International Journal of Electronic Security and Digital Forensics | 2008
Wai Chee Yau; Dinesh Kumar; Hans Weghorn
This article presents a secure method for identification of voice-less commands using mouth images, without evaluating sound signals. The main limitation in voice recognition technologies for internet applications is that the commands will be audible to other people in the vicinity. The proposed technique identifies the unspoken utterances using support vector machines. The proposed system is based on temporal integration of the video data to generate spatiotemporal templates (STT). Sixty-four Zernike Moments are extracted from each STT. The experimental results demonstrate that the proposed system yields promising in recognising English phonemes. The proposed technique is demonstrated to be invariant to global variations of illumination level. Such a system could be invaluable when it is important to communicate without making a sound, such as giving passwords and internet applications on mobile devices.

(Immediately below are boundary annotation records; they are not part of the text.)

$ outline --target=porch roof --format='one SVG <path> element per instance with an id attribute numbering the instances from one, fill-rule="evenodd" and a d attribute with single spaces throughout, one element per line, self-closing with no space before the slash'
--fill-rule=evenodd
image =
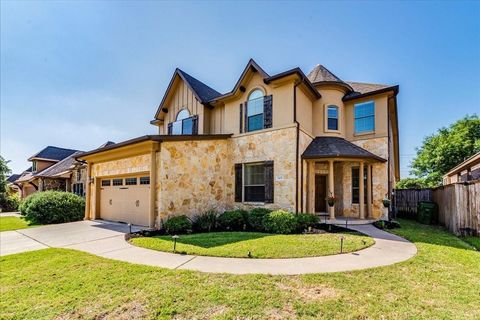
<path id="1" fill-rule="evenodd" d="M 316 137 L 302 154 L 303 159 L 362 158 L 387 161 L 356 144 L 338 137 Z"/>

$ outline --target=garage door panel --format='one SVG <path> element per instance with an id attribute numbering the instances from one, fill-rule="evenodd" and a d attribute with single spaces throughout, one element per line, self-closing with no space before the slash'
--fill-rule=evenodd
<path id="1" fill-rule="evenodd" d="M 138 183 L 139 179 L 137 178 L 136 181 Z M 149 190 L 150 185 L 138 184 L 102 187 L 100 190 L 100 217 L 105 220 L 148 226 Z"/>

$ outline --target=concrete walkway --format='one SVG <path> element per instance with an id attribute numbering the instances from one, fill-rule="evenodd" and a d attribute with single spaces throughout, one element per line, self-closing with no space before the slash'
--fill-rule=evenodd
<path id="1" fill-rule="evenodd" d="M 127 227 L 98 221 L 79 221 L 0 232 L 0 255 L 43 249 L 69 248 L 101 257 L 169 269 L 231 274 L 295 275 L 361 270 L 391 265 L 413 257 L 411 242 L 371 225 L 350 226 L 375 239 L 369 248 L 333 256 L 295 259 L 244 259 L 179 255 L 130 245 Z"/>

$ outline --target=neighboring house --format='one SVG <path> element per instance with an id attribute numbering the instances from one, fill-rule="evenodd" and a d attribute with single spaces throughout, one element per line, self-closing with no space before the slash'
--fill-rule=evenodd
<path id="1" fill-rule="evenodd" d="M 480 179 L 480 152 L 457 165 L 443 176 L 443 185 Z"/>
<path id="2" fill-rule="evenodd" d="M 85 195 L 86 165 L 75 159 L 81 151 L 48 146 L 28 161 L 32 167 L 25 170 L 14 184 L 22 198 L 37 191 L 72 191 Z"/>
<path id="3" fill-rule="evenodd" d="M 399 178 L 397 94 L 321 65 L 270 76 L 250 60 L 225 94 L 176 69 L 151 121 L 158 135 L 77 157 L 88 163 L 85 218 L 153 227 L 252 207 L 381 218 Z"/>

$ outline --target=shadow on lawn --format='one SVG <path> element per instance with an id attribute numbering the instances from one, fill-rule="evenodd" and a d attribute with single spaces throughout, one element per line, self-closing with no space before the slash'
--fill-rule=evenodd
<path id="1" fill-rule="evenodd" d="M 177 239 L 177 243 L 188 244 L 201 248 L 214 248 L 223 246 L 226 244 L 232 244 L 247 240 L 260 239 L 265 237 L 271 237 L 272 234 L 259 233 L 259 232 L 211 232 L 211 233 L 196 233 L 190 235 L 180 235 Z M 172 242 L 171 236 L 155 236 L 165 241 Z"/>
<path id="2" fill-rule="evenodd" d="M 437 246 L 452 247 L 457 249 L 475 250 L 473 246 L 458 238 L 454 234 L 439 225 L 420 224 L 414 220 L 398 219 L 400 229 L 394 229 L 392 233 L 404 237 L 411 242 L 422 242 Z"/>

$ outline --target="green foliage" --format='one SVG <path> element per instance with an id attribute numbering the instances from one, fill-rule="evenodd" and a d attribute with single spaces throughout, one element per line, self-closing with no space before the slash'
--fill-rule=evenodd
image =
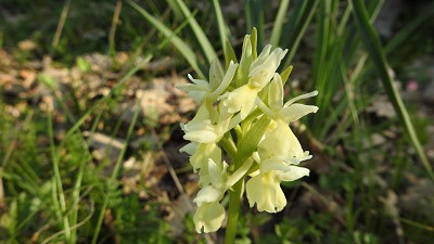
<path id="1" fill-rule="evenodd" d="M 8 11 L 0 14 L 0 48 L 15 49 L 18 41 L 31 39 L 37 43 L 36 50 L 13 50 L 20 63 L 51 52 L 54 60 L 75 63 L 80 72 L 91 73 L 90 64 L 77 54 L 108 50 L 115 1 L 71 1 L 59 43 L 53 47 L 65 2 L 2 2 L 2 9 Z M 403 56 L 408 60 L 430 51 L 429 44 L 420 44 L 421 40 L 432 41 L 426 37 L 430 31 L 416 30 L 432 25 L 429 21 L 434 13 L 433 3 L 426 3 L 414 18 L 403 23 L 394 37 L 380 43 L 371 23 L 383 1 L 355 0 L 350 4 L 339 0 L 282 0 L 275 10 L 266 1 L 252 0 L 240 3 L 245 16 L 225 15 L 222 2 L 217 0 L 203 5 L 177 0 L 127 2 L 116 26 L 117 51 L 169 55 L 176 60 L 178 70 L 192 67 L 199 77 L 206 78 L 210 61 L 224 53 L 227 67 L 241 51 L 237 38 L 256 27 L 259 48 L 270 42 L 273 48 L 289 49 L 282 65 L 288 69 L 282 74 L 291 72 L 290 64 L 294 70 L 299 68 L 296 65 L 299 61 L 311 64 L 308 67 L 311 72 L 306 80 L 299 80 L 299 87 L 291 87 L 293 80 L 288 80 L 289 93 L 319 90 L 315 103 L 320 110 L 304 124 L 326 145 L 321 159 L 326 157 L 332 165 L 328 172 L 312 171 L 309 184 L 315 188 L 285 184 L 285 193 L 293 194 L 294 189 L 301 188 L 302 192 L 312 191 L 318 203 L 337 201 L 343 223 L 336 220 L 335 213 L 312 206 L 301 217 L 289 213 L 277 218 L 264 214 L 241 216 L 239 243 L 395 243 L 396 221 L 401 224 L 405 242 L 429 243 L 434 239 L 433 220 L 422 209 L 400 213 L 396 220 L 386 214 L 380 200 L 387 191 L 401 197 L 408 185 L 414 183 L 411 177 L 426 177 L 431 168 L 426 163 L 425 169 L 419 167 L 419 160 L 425 160 L 418 140 L 423 145 L 430 139 L 426 128 L 432 121 L 416 117 L 417 107 L 406 112 L 387 65 L 403 67 L 407 65 Z M 241 30 L 235 26 L 239 18 L 245 18 Z M 414 52 L 414 47 L 419 51 Z M 187 62 L 180 62 L 180 56 Z M 146 63 L 150 55 L 144 60 Z M 38 74 L 38 82 L 54 94 L 56 104 L 62 104 L 66 126 L 59 126 L 55 118 L 49 118 L 39 108 L 13 116 L 4 103 L 18 104 L 23 99 L 9 97 L 0 86 L 0 180 L 7 206 L 1 206 L 0 198 L 0 240 L 5 243 L 111 243 L 115 240 L 119 243 L 206 243 L 204 235 L 195 233 L 191 216 L 184 220 L 182 236 L 174 240 L 167 235 L 170 227 L 162 217 L 162 203 L 142 201 L 136 193 L 123 194 L 119 164 L 126 147 L 107 176 L 113 162 L 94 164 L 88 141 L 82 137 L 81 129 L 92 133 L 99 121 L 111 119 L 113 123 L 107 126 L 111 137 L 127 141 L 131 138 L 128 131 L 123 131 L 120 118 L 113 119 L 108 112 L 122 99 L 125 80 L 141 69 L 143 63 L 127 72 L 108 95 L 81 105 L 74 100 L 74 91 L 71 95 L 56 97 L 59 81 L 50 74 Z M 382 87 L 373 82 L 378 77 L 382 79 Z M 395 104 L 398 119 L 371 120 L 372 115 L 366 112 L 383 89 Z M 146 129 L 158 126 L 152 116 L 135 123 L 143 124 Z M 252 129 L 261 128 L 258 125 Z M 410 140 L 406 140 L 403 131 L 408 131 Z M 374 144 L 372 137 L 379 134 L 386 142 Z M 243 139 L 239 143 L 244 143 Z M 422 159 L 414 157 L 410 144 Z M 246 147 L 240 155 L 245 156 L 252 150 Z M 295 201 L 301 203 L 299 198 Z M 105 221 L 105 217 L 112 221 Z M 256 229 L 261 230 L 259 235 L 254 234 Z"/>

4th International Conference of Global e-Security | 2008
Wai Chee Yau; Dinesh Kumar; Hans Weghorn
Interest in voice recognition technologies for internet applications is growing due to the flexibility of speech-based communication. The major drawback with the use of sound for internet access with computers is that the commands will be audible to other people in the vicinity. This paper examines a secure and voice-less method for recognition of speech-based commands using video without evaluating sound signals. The proposed approach represents mouth movements in the video data using 2D spatio-temporal templates (STT). Zernike moments (ZM) are computed from STT and fed into support vector machines (SVM) to be classified into one of the utterances. The experimental results demonstrate that the proposed technique produces a high accuracy of 98% in a phoneme classification task. The proposed technique is demonstrated to be invariant to global variations of illumination level. Such a system is useful for securely interpreting user commands for internet applications on mobile devices.